A kind of data cache method of shuffling based on mapping-reduction computation model

Technical field

The present invention relates to computer distributed system and distributed computing framework field.Specifically, mainly for base There is provided distributed (shuffle) data buffer storage of shuffling based on internal memory in mapping (map)-reduction (reduce) computation model, from And lift performance and the robustness of this Computational frame.

Background technology

Mapping-reduction computation model and based on the distributed computing system of this modelling be current main flow big data Distributed system, such as spark, hadoop.Calculating based on this model has one between mapping and reduction stages and washes Board (shuffle), mapping and reduction are isolated.Current all designs are all to be done using data write disk of shuffling Persistence is processed, and is then transmitted again.And the performance of disk can not show a candle to internal memory, therefore bring this to computing system larger Performance cost.

Simultaneously, the Computational frame of the type mainly ensures the fault-tolerance (hadoop) calculating by disk, or User is needed manually to increase checkpoint (spark).These fault tolerant mechanisms, due to overlapped with calculating logic, are not only filled Divide and utilize existing ardware feature, and be interspersed in the performance leveraging calculating itself in calculating process.

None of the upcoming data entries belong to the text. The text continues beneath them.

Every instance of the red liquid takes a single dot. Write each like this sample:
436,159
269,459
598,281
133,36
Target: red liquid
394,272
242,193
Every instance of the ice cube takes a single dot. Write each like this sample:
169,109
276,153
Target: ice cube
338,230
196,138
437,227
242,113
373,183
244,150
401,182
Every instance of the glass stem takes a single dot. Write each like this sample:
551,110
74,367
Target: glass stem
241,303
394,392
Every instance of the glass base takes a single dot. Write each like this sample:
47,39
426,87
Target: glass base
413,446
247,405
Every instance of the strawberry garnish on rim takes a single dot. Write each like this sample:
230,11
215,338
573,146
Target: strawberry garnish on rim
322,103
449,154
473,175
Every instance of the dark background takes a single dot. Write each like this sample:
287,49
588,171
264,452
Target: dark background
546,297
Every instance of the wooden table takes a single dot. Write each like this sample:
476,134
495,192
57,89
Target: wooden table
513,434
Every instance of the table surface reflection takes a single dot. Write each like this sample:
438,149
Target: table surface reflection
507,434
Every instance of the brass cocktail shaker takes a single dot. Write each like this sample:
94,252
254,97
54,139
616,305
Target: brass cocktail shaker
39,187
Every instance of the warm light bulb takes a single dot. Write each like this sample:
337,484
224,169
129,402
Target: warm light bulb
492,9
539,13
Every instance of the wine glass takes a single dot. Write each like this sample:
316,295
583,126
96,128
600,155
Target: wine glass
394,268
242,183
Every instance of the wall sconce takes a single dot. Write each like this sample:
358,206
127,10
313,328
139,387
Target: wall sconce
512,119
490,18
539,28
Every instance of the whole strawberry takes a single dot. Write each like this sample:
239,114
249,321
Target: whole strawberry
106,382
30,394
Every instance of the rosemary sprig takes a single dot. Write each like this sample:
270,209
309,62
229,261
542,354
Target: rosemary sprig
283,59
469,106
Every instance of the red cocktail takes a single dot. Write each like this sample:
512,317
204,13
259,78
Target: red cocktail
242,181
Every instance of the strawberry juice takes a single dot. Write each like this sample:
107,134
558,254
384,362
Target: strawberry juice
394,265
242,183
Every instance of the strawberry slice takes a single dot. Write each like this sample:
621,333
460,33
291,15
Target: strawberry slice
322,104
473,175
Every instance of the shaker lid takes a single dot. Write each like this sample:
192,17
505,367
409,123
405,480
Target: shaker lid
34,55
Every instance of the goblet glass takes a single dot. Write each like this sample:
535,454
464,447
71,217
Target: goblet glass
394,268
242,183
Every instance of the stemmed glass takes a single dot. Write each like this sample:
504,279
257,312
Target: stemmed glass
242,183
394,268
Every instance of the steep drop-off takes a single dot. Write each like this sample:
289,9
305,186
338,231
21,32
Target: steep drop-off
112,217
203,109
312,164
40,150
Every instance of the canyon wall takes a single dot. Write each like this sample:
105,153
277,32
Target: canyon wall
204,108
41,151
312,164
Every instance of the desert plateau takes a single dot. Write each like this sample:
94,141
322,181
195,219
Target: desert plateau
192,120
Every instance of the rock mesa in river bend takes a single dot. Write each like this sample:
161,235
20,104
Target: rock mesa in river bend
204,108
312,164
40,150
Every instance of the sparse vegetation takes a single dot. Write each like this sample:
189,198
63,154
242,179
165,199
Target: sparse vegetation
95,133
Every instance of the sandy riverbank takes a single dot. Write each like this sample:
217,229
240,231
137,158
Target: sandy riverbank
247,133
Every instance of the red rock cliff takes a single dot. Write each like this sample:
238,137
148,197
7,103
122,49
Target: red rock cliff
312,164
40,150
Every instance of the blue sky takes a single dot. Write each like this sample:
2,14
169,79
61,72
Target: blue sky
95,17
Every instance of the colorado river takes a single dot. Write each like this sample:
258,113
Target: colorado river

Although having some distributed file systems based on internal memory at present, they are importantly directed to data block originally Body, and the volume of data block itself is often much larger than and shuffles data it is therefore desirable to substantial amounts of internal memory is as support.Based on above Background, the invention provides a kind of elimination based on the distributed data cache method of shuffling of internal memory is shuffled transmission and is based on disk The performance cost brought of fault-tolerance mechanism, the performance of lifting Computational frame and robustness.

Content of the invention

The present invention is directed to the distributed computing system based on mapping-reduction model, and by shuffling, transmission data is buffered in Shuffle transmission and the performance cost brought based on the fault-tolerance mechanism of disk is eliminated in the internal memory of distributed system.The present invention's Technical solution is as follows:

A kind of data cache method of shuffling of mapping-stipulations computation model, comprises the steps:

Step 1: a mapping-reduction job is passed through interface by the division that task is unit by mapping-reduction Computational frame It is sent to caching main frame of shuffling.Here task contains the id that transmission of shuffling relies on, and mapping tasks sum is total with reduction task Number, after main frame receives, adds that timestamp is saved in local memory.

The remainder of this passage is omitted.